Dünya Çelik Birliği'nin (worldsteel) 16-17 Ekim'de Brüksel’de gerçekleşen 51. yıllık toplantısında konuşan Avrupa Çelik Birliği (EUROFER) başkanı, ArcelorMittal başkan yardımcısı ve ArcelorMittal Europe Flat Products CEO’su Geert Van Poelvoorde, EUROFER’in amaçlarının OECD’ninkilerle hemen hemen aynı olduğunu, açık ve şeffaf piyasalar ile en geniş anlamda sürdürülebilir sanayiyi desteklediklerini söyledi. AB çelik sektörünün halen 1970’lerden beri görülen en kötü kriz olan 2008 krizinden kurtulmaya çalıştığını ifade etti.
Yeni çelik kaliteleri geliştirme konusunda öncü olduklarını söyleyen EUROFER başkanı, AB çelik sektörünün dünyanın en zorlu koşullarında faaliyet gösterdiğine dikkat çekerek, iş gücünün kriz öncesine oranla 90.000 azalarak 318.000’e düştüğünü belirtti. AB’de çelik talebi ise 2007’ye oranla önemli ölçüde düşmüş olsa da yine de büyüme gösterdi.
Van Poelvoorde, AB ham çelik üretiminin yatay seyrettiğini, AB’nin çelik ithalatının 2012 yılına oranla iki kat arttığını ve üst üste dört yıl, ithalat hacminin AB’deki reel talepten çok daha güçlü bir artış gösterdiğini söyledi. Öte yandan, AB’nin çelik ihracatının 2012 ve 2016 yılları arasında %40 azaldığı, 2017 yılının ilk yarısında ise yıllık bazda %9 düşüş kaydettiği bildirildi. Küresel kapasite fazlasına ilişkin olarak ise, EUROFER başkanı, “tüm hükümetlerin küresel bir çözüme ihtiyaç duyulduğunu kabul etmesi gerek, çelik sektörü, küresel kapasite azalana kadar bu mevcut sorunlarla uğraşmaya devam edecek” dedi.
Van Poelvoorde, mevcut sorunlardan özellikle AB’nin etkilenmesinin nedeni olarak AB’nin oldukça açık bir piyasa olmasını gösterirken, EUROFER’in antidamping vergisinden ziyade adil bir ticaret zemini oluşturulmasını istediğini aktardı. EUROFER başkanı küresel çapta bir çözümün çelik sektörüne devlet desteği sağlayan ülkeleri içermesi gerektiğini, AB çelik sektörünün serbest ticareti savunduğunu yine de bu duruma tepki vermek zorunda kaldığını belirtti.

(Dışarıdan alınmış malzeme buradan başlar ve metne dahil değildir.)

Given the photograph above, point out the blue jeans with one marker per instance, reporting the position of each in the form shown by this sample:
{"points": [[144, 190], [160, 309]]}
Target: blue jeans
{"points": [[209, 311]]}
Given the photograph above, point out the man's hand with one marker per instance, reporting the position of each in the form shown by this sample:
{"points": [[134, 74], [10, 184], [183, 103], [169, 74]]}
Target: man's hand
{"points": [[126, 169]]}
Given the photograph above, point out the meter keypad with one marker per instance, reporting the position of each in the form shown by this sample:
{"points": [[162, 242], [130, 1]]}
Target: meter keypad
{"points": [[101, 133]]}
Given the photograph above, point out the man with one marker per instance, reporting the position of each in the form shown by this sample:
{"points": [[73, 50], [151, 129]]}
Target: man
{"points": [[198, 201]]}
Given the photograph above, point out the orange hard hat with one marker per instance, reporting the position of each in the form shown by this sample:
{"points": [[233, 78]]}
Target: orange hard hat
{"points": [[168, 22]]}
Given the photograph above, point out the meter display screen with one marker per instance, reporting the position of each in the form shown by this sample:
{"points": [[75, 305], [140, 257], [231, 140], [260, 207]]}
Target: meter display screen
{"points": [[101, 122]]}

Yakında tamamlanacak olan AB Emisyon Ticaret Sistemi’nin Avrupa çelik sektörü için büyük maliyetler yaratacağına ve bu ek maliyetler nedeniyle sektöre zarar verme tehdidi bulunduğuna dikkat çeken Van Poelvoorde, AB çelik sektörünün 1970’den bu yana karbon ayak izini yarıya indirdiğini hatırlatırken, Emisyon Ticaret Sistemi’nin teşvik amaçlı planlandığını ancak dünyanın en verimli üreticilerinin bir kısmını cezalandıracağını ifade etti. AB’ye giren ithalatın AB’li üreticilere oranla %50 daha fazla karbon üretimi olabileceğini, sonuç olarak Emisyon Ticaret Sistemi’nin daha fazla karbon üretimine sahip daha çok ithalata neden olarak hedeflenenin tam tersine sebep olacağını belirtti.
Bununla birlikte, Van Poelvoorde, Avrupa çelik sektörünün döngüsel ekonomiyi güçlendirmek için yollar aradığını ve bu bağlamda farklı ihtiyaçları olan diğer sektörlerle iş birliği yapmak istediğini dile getirdi. Sektör politikaları ve düzenlemelerin önemine vurgu yaparken, düşük marjların sektörün yatırım kabiliyetini etkilediğini söyleyen Van Poelvoorde, EUROFER’in 2018 yılına dair önceliklerinin ticari savunma önlemleri, sektörü destekleyecek düzenlemeler ve döngüsel ekonominin teşvik edilmesi olduğunu ifade etti.